# Seat Belt Height Adjusters



## GM Kid (Mar 21, 2005)

These slides on the B-pillars look idiot-simple to work, and yet both of mine appear to be stuck.

Recap: In other threads, I've mentioned how I had the rear parcel shelf replaced under warranty. To get it out, the dealer had to remove nearly all the rear interior trim, including the panels covering the B-pillars. In doing so, they messed up the little plastic buttons that hold the B-pillar trim on, so my service writer ordered replacements. When I went in for them to put in the new buttons, some dingbat banged too hard on the one on the driver's side, cracking the underlying plastic.

I don't know why any of that should matter, but for whatever reason, the seatbelt adjuster slides no longer work. I hold down the button and try to move them up or down, but no-go. Can't figure it out.

Why do I care? Well, another oddity is that now my seatbelt seems to rub the forward edge of the opening as I pull the belt forward to wear it. I can even see a little channel it's dug into the plastic. I don't remember feeling that resistance previously. I'm not particularly tall (6'1"), but I have a notion that there may be one more notch in height on the adjuster, and that if I could just raise it, the rubbing might stop. There's about an inch of plastic still showing on the slide--would that mean it's at the last notch, or might there be one more? I don't know. Frankly, I don't remember how it was before all of this started.


----------



## GM Kid (Mar 21, 2005)

Seriously--not _one_ theory on why these dang slides are stuck, or thoughts on how to un-stick them? Not even a pity post?


----------



## JMVorbeck (Jun 1, 2005)

GM Kid said:


> Seriously--not _one_ theory on why these dang slides are stuck, or thoughts on how to un-stick them? Not even a pity post?


You have my pity. The dealership would also have my pity, if it were my GTO they put back together like that.


----------



## GM Kid (Mar 21, 2005)

JMVorbeck said:


> You have my pity. The dealership would also have my pity, if it were my GTO they put back together like that.

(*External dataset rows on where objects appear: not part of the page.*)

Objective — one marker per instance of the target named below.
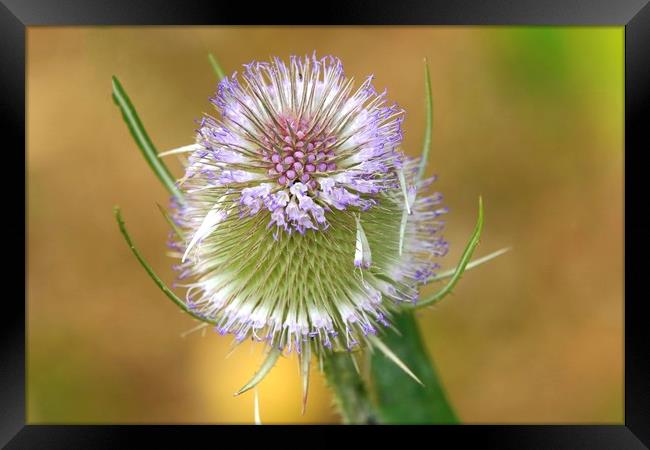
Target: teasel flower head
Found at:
(304, 226)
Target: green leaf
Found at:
(216, 67)
(141, 138)
(265, 368)
(426, 142)
(350, 391)
(462, 264)
(376, 342)
(173, 297)
(400, 399)
(475, 263)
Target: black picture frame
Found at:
(16, 15)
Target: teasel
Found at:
(299, 222)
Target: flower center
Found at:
(299, 152)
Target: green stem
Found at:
(350, 392)
(400, 399)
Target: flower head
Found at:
(304, 224)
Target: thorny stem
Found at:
(350, 391)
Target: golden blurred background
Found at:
(531, 118)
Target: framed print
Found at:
(325, 181)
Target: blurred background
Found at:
(529, 118)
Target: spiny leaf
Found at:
(141, 138)
(462, 264)
(305, 360)
(173, 297)
(471, 265)
(393, 357)
(399, 400)
(350, 390)
(426, 142)
(216, 67)
(265, 368)
(258, 420)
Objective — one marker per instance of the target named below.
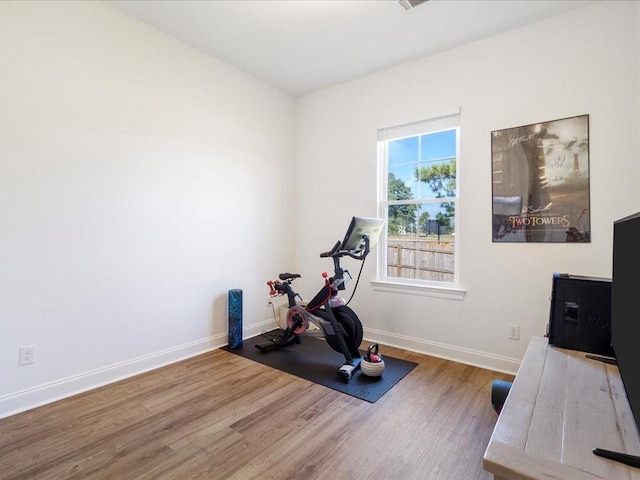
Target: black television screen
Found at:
(358, 227)
(625, 311)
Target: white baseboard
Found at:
(38, 395)
(449, 352)
(21, 401)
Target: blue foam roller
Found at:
(234, 314)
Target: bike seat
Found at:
(288, 276)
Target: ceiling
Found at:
(301, 46)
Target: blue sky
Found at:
(406, 154)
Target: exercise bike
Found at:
(338, 324)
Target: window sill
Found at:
(452, 293)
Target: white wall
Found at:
(582, 62)
(140, 179)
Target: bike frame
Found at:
(298, 317)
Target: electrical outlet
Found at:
(27, 355)
(514, 332)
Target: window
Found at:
(418, 196)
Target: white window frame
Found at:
(451, 290)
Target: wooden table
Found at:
(560, 407)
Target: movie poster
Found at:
(541, 182)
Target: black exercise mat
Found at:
(313, 359)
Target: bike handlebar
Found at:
(332, 251)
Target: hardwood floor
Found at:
(221, 416)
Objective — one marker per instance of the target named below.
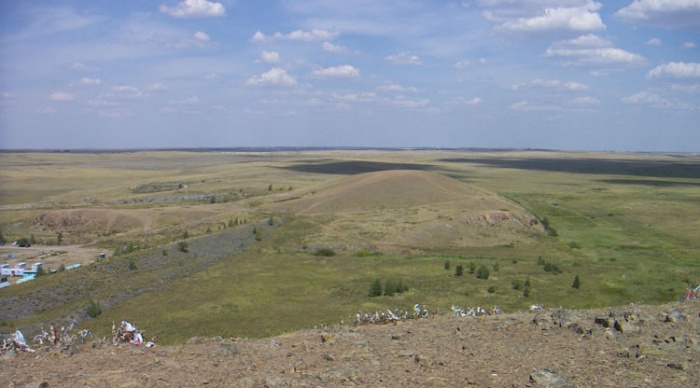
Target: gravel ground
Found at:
(651, 346)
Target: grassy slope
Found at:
(631, 237)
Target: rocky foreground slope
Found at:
(652, 346)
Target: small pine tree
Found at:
(577, 283)
(389, 288)
(482, 273)
(375, 289)
(94, 309)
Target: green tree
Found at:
(577, 283)
(94, 309)
(375, 289)
(389, 288)
(482, 273)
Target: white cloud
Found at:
(275, 76)
(524, 106)
(258, 37)
(157, 87)
(388, 87)
(199, 35)
(580, 18)
(410, 103)
(675, 70)
(465, 63)
(194, 9)
(666, 13)
(643, 98)
(128, 91)
(553, 83)
(315, 35)
(590, 50)
(342, 71)
(82, 67)
(403, 58)
(337, 49)
(61, 96)
(269, 57)
(90, 81)
(187, 101)
(586, 101)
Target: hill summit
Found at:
(410, 209)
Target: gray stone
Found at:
(550, 378)
(626, 327)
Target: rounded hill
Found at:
(409, 209)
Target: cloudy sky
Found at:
(558, 74)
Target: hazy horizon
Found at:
(570, 75)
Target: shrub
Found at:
(577, 283)
(389, 288)
(375, 289)
(94, 309)
(552, 268)
(327, 252)
(482, 272)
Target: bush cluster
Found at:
(390, 288)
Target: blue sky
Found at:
(557, 74)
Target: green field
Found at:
(626, 224)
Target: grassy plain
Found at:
(627, 224)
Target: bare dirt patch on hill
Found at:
(410, 209)
(646, 346)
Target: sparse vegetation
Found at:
(183, 246)
(94, 309)
(328, 252)
(577, 283)
(482, 272)
(651, 245)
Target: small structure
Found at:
(17, 270)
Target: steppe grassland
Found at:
(629, 234)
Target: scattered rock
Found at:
(550, 378)
(677, 365)
(626, 327)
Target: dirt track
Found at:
(651, 346)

Ain't _that_ the truth. I so well remember being a kid and hearing my mom complain to my dad, "That stupid dealership! You take your car there for one thing, and they break something else!"


----------



## MeanGoat (Jan 4, 2006)

Mine are stuck too.

One day when I was particularly aggravated I was able to get the driver side to move. Unfortunately that movement was accompanied by a snap and then it slid as free as could be. (no stops or clicks just free slidin')

It's one of those annoyances I 'let go'. Thanks for reminding me. Since I have an appointmeent for an align and rotate next Monday, maybe I'll have them take a look see. Just don't want them breaking something else like you said.


----------



## jagyro (Feb 17, 2006)

only thing i could say is. Get your hands dirty and pull the trim. Its prob something simple like a cable off track or something. Possibly a jammed up pully. JUST GET OFF YOUR @$$ and do it


----------



## GM Kid (Mar 21, 2005)

jagyro said:


> only thing i could say is. Get your hands dirty and pull the trim. Its prob something simple like a cable off track or something. Possibly a jammed up pully. JUST GET OFF YOUR @$$ and do it


Nice twist on the old Nike slogan

Yeah, I'm tempted to pop that little plastic rivet and just see what's going on under the trim, except that (as I mentioned) the dealer cracked the B-pillar trim the last time they worked on it, and I don't want them thinking I did it. Also, I'm not sure how easily that little button comes off. But then again, nothing ventured, nothing gained.

What bugs me the most is the way the front edge of the seatbelt kinda folds over and grinds on its way out of the opening. I'd swear it used to emerge freely and easily from that slot before.


----------